Image by Sebastian Niedlich (Grabthar) via Flickr
I bade a sad goodbye to Grantown and made the slower than expected drive over to Oban, where I was to spend the night in the rather less than glamorous (but perfectly adequate) Oban Backpackers. The next day I took the ferry journey over to Mull for a day of birdwatching with Island Encounter. I had been on a similar trip two years ago with a rival firm and Yorkshireman David, who was brilliant, but I wanted to try the opposition. I wasn't disappointed. Richard was, I was pleased to discover, another Yorkshireman (why are there so many on Mull?! they weren't the only Yorkshire accents I picked up that day) but with a slightly less gruff manner than David and just as much knowledge injected with a good bit if humour.

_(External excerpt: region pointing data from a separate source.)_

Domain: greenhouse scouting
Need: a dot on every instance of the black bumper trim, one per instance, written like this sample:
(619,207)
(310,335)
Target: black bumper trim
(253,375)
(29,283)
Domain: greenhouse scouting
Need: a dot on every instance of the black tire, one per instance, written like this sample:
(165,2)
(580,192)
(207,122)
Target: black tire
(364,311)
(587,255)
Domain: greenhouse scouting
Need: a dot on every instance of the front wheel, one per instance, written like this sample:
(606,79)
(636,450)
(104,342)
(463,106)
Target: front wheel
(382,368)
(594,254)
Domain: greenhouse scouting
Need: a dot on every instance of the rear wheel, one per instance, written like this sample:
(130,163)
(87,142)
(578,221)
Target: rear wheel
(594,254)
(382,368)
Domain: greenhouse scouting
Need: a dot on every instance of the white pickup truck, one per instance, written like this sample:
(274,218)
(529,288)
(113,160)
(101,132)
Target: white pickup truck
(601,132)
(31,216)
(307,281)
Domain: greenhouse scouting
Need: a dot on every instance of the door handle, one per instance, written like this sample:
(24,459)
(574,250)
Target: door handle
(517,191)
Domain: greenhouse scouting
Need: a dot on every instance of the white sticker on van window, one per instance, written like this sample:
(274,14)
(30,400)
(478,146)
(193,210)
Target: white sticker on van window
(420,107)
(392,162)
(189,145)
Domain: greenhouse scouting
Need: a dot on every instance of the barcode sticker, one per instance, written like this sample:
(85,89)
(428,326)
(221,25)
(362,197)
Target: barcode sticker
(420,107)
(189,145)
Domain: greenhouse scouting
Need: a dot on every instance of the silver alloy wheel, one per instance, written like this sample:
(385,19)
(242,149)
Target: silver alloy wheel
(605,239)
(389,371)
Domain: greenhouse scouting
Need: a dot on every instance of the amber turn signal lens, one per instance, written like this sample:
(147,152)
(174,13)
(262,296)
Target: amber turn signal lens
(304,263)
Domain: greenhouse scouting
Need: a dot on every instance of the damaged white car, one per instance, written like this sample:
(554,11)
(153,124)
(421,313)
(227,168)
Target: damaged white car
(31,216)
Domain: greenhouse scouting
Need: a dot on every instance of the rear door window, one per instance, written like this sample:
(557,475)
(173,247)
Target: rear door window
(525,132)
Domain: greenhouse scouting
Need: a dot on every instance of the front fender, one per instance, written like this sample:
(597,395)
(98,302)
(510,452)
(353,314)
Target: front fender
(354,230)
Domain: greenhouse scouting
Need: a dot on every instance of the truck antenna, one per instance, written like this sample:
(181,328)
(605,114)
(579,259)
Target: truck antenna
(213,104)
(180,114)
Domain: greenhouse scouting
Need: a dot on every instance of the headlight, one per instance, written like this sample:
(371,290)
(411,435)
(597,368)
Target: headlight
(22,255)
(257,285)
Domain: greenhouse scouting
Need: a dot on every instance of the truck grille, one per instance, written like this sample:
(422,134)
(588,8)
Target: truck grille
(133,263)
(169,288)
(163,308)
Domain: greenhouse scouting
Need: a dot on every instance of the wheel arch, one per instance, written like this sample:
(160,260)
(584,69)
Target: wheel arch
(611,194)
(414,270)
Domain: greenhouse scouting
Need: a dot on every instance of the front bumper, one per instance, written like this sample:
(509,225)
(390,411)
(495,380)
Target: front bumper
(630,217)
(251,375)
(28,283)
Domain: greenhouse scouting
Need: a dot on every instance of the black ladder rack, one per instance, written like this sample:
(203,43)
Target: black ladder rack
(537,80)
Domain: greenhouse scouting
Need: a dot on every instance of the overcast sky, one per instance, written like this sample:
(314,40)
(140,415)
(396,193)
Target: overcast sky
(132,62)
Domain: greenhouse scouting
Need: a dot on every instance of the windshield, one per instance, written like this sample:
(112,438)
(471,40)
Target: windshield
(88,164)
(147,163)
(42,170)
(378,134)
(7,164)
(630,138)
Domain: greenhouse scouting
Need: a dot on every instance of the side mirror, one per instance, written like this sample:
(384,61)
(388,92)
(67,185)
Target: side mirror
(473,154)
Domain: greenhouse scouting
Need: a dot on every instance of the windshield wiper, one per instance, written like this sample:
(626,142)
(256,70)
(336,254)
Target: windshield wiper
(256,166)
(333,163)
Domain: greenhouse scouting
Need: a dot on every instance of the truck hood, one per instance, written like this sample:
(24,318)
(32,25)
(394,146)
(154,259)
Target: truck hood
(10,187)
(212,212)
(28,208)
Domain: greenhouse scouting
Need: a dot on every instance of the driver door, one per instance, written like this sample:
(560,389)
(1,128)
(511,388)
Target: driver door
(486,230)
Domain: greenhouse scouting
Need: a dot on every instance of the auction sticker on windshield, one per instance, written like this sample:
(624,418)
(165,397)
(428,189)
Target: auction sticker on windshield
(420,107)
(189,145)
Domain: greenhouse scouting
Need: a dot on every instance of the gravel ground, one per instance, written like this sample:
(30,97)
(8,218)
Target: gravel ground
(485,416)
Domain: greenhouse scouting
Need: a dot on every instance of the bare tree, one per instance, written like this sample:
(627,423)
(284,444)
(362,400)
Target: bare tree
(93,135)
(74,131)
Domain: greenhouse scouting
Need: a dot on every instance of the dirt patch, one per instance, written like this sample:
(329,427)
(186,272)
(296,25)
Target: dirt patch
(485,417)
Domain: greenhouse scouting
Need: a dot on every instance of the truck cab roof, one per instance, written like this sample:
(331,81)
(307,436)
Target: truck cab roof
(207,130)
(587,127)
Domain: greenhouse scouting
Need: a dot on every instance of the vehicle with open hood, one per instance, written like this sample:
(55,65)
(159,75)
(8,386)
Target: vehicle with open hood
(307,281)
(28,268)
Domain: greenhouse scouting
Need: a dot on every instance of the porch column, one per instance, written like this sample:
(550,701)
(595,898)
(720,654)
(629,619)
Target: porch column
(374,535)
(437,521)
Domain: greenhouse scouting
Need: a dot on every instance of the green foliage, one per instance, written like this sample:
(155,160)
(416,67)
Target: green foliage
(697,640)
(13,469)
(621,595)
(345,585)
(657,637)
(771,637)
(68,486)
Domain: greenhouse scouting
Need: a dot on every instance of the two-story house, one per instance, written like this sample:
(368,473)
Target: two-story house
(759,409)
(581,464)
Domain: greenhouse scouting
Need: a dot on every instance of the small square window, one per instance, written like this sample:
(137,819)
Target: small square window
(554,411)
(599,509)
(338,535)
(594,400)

We started off looking for white-tailed sea eagles, without any joy, though I was delighted to see a male marsh harrier, which I've never seen before as well as some little meadow pipits darting in and out of the hedges.
We moved onto the shore and were rewarded with cormorants, curlews, eiders, gannets, canada and greylag geese, an abundance of grey herons (spotted constantly throughout the day), blackheaded, common and herring gulls, kittiwakes, oystercatches, ringed plovers and shags.
We stopped to watch some seals playing just a little way from the shore.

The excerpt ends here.